Project Description
This project is descriptive in nature with the focus on exploring different ways to visualize the data. Data scientist got to know their data to formulate a vaiable problem statement which serves as a stepping stone for building more advanced machine learning models. However, many things can be learned just by building different graphs and statistical models.
For instance, in our case we can learn that homicides rates have been sharply declining, the US perpetrators and victims age have decreased, and did you know that most homicides happen in the summer months? Moreover, this might have a slight influence on why the southern states have generally higher homicide rates.
There is much more to learn from this notebook but the problem we focused on is whether it is possible to predict based on the victim data whether the crime will be solved or not. The main factors that drove us to explore this further were rather controversial but we were curious.
- significantly larger unknown perpetrator values for whites and victim values for African-Americans
- about 90% of the unknown values were linked to unsolved cases
- approximately 60% of the murder cases get solved (Although, the FBI considers a murder case solved only after the perpetrator is sentenced)
Towards the end of the project we built a simple baseline decision tree model to try to predict whether the case will be solved or not.
Goin Forward
To enhance the accuracy of our model we aim to improve the entire CRISP-DM cycle. This includes, testing different techniques for data imputation, normalization, standardization, discretization, data reduction, and algorithm models (random forest, XGboost etc.).
Data Source and Content
The Murder Accountability Project is the most complete database of homicides in the United States currently available. This dataset includes murders from the FBI's Supplementary Homicide Report from 1976 to the present and Freedom of Information Act data on more than 22,000 homicides that were not reported to the Justice Department. This dataset includes the age, race, sex, ethnicity of victims and perpetrators, in addition to the relationship between the victim and perpetrator and weapon used.

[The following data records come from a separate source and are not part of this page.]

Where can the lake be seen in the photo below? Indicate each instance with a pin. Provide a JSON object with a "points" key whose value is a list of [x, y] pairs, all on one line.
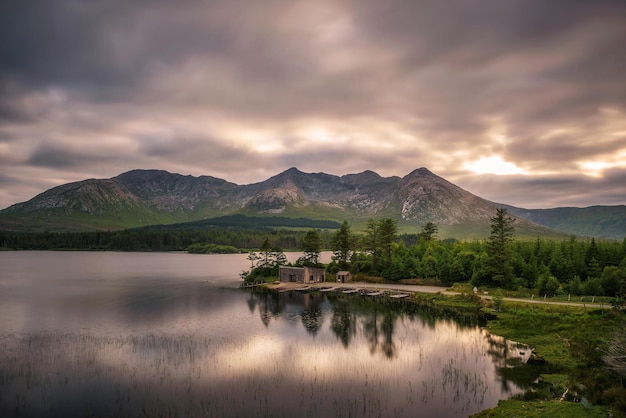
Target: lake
{"points": [[162, 334]]}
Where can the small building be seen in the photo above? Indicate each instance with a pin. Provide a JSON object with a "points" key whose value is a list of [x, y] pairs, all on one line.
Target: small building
{"points": [[344, 276], [301, 274]]}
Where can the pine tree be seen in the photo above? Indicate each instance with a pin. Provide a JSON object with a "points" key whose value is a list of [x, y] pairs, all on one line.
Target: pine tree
{"points": [[499, 248]]}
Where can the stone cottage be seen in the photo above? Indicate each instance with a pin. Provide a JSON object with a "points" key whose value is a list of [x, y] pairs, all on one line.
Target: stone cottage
{"points": [[301, 274]]}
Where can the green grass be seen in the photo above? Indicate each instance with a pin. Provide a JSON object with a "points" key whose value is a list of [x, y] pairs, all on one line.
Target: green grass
{"points": [[543, 409]]}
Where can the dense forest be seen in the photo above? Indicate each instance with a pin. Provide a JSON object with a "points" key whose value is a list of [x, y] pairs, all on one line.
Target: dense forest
{"points": [[574, 266]]}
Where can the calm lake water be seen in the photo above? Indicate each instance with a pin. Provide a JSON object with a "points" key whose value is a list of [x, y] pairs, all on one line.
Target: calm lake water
{"points": [[154, 334]]}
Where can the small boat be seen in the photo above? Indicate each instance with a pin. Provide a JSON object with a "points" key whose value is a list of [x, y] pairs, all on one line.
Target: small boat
{"points": [[399, 296]]}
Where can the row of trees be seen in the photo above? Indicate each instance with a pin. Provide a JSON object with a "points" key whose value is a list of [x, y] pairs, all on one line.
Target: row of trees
{"points": [[573, 266]]}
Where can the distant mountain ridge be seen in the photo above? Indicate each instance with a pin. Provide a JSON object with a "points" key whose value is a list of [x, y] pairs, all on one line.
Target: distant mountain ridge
{"points": [[147, 197]]}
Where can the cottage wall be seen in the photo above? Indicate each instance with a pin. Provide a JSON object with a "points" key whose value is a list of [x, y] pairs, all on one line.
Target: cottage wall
{"points": [[301, 274]]}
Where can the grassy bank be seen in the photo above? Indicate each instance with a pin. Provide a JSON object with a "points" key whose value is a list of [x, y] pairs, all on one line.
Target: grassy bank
{"points": [[568, 377]]}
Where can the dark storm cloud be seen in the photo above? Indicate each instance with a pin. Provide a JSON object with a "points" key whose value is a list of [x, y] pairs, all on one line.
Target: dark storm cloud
{"points": [[55, 157], [243, 90]]}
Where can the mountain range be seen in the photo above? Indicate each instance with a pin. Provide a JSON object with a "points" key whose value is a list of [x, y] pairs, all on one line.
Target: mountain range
{"points": [[148, 197]]}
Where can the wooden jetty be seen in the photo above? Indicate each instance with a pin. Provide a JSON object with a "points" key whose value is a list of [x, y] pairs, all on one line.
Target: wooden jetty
{"points": [[374, 294]]}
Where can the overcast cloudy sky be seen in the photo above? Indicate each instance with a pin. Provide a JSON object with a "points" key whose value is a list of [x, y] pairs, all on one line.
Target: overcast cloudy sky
{"points": [[518, 101]]}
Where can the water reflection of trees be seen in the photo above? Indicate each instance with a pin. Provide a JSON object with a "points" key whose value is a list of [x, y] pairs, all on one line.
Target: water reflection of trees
{"points": [[505, 354], [376, 319]]}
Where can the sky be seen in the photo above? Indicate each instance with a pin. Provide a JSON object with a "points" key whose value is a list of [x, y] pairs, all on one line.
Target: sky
{"points": [[520, 102]]}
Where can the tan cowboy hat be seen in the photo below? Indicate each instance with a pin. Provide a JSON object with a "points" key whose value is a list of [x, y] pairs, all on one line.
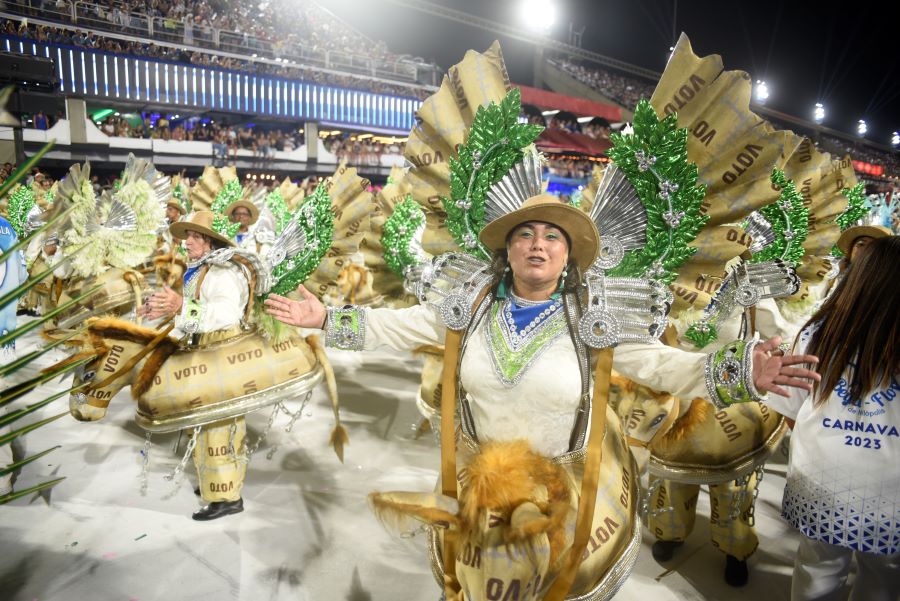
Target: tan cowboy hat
{"points": [[200, 222], [849, 236], [254, 212], [583, 237], [175, 204]]}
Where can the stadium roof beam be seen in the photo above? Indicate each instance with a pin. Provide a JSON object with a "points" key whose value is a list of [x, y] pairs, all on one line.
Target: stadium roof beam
{"points": [[525, 36]]}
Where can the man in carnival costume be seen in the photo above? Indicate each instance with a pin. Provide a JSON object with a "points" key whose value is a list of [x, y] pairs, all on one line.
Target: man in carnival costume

Source: https://www.kaggle.com/murderaccountability/homicide-reports
Acknowledgements
The data was compiled and made available by the Murder Accountability Project, founded by Thomas Hargrove.
Dataset Information
The homocide dataset consists of 24 columns and 638,454 rows each. Here are the explanations for each column:
- The record ID (Unique identifier)
- Year and Month (The year and month of the given report, ranging from year 1980-2014)
- Incident (How many incidences occured for the specific features e.i. year, month, perpetrator age...)
- Victim Age
- Perpetrator Age (contains ages of the perpetrators where 0 mean unknown or missing)
- Victim Count and Perpertrator Count (start with zero and have a maximum value of 10)
- Agency code (a six-digit alphanumeric code used to classify accounts by the federal or non-federal agency)
- Agency name
- Agency type
- City & State
- Victim & Perpetrator sex
- Victim & Perpetrator ethnicity (Unknown, Not Hispanic, Hispanic)
- Victim & Perpetrator race (Native American/Alaska Native, White, Black, Unknown, Asian/Pacific Islander)
- Relationship (Victim of a crime i.e. Son)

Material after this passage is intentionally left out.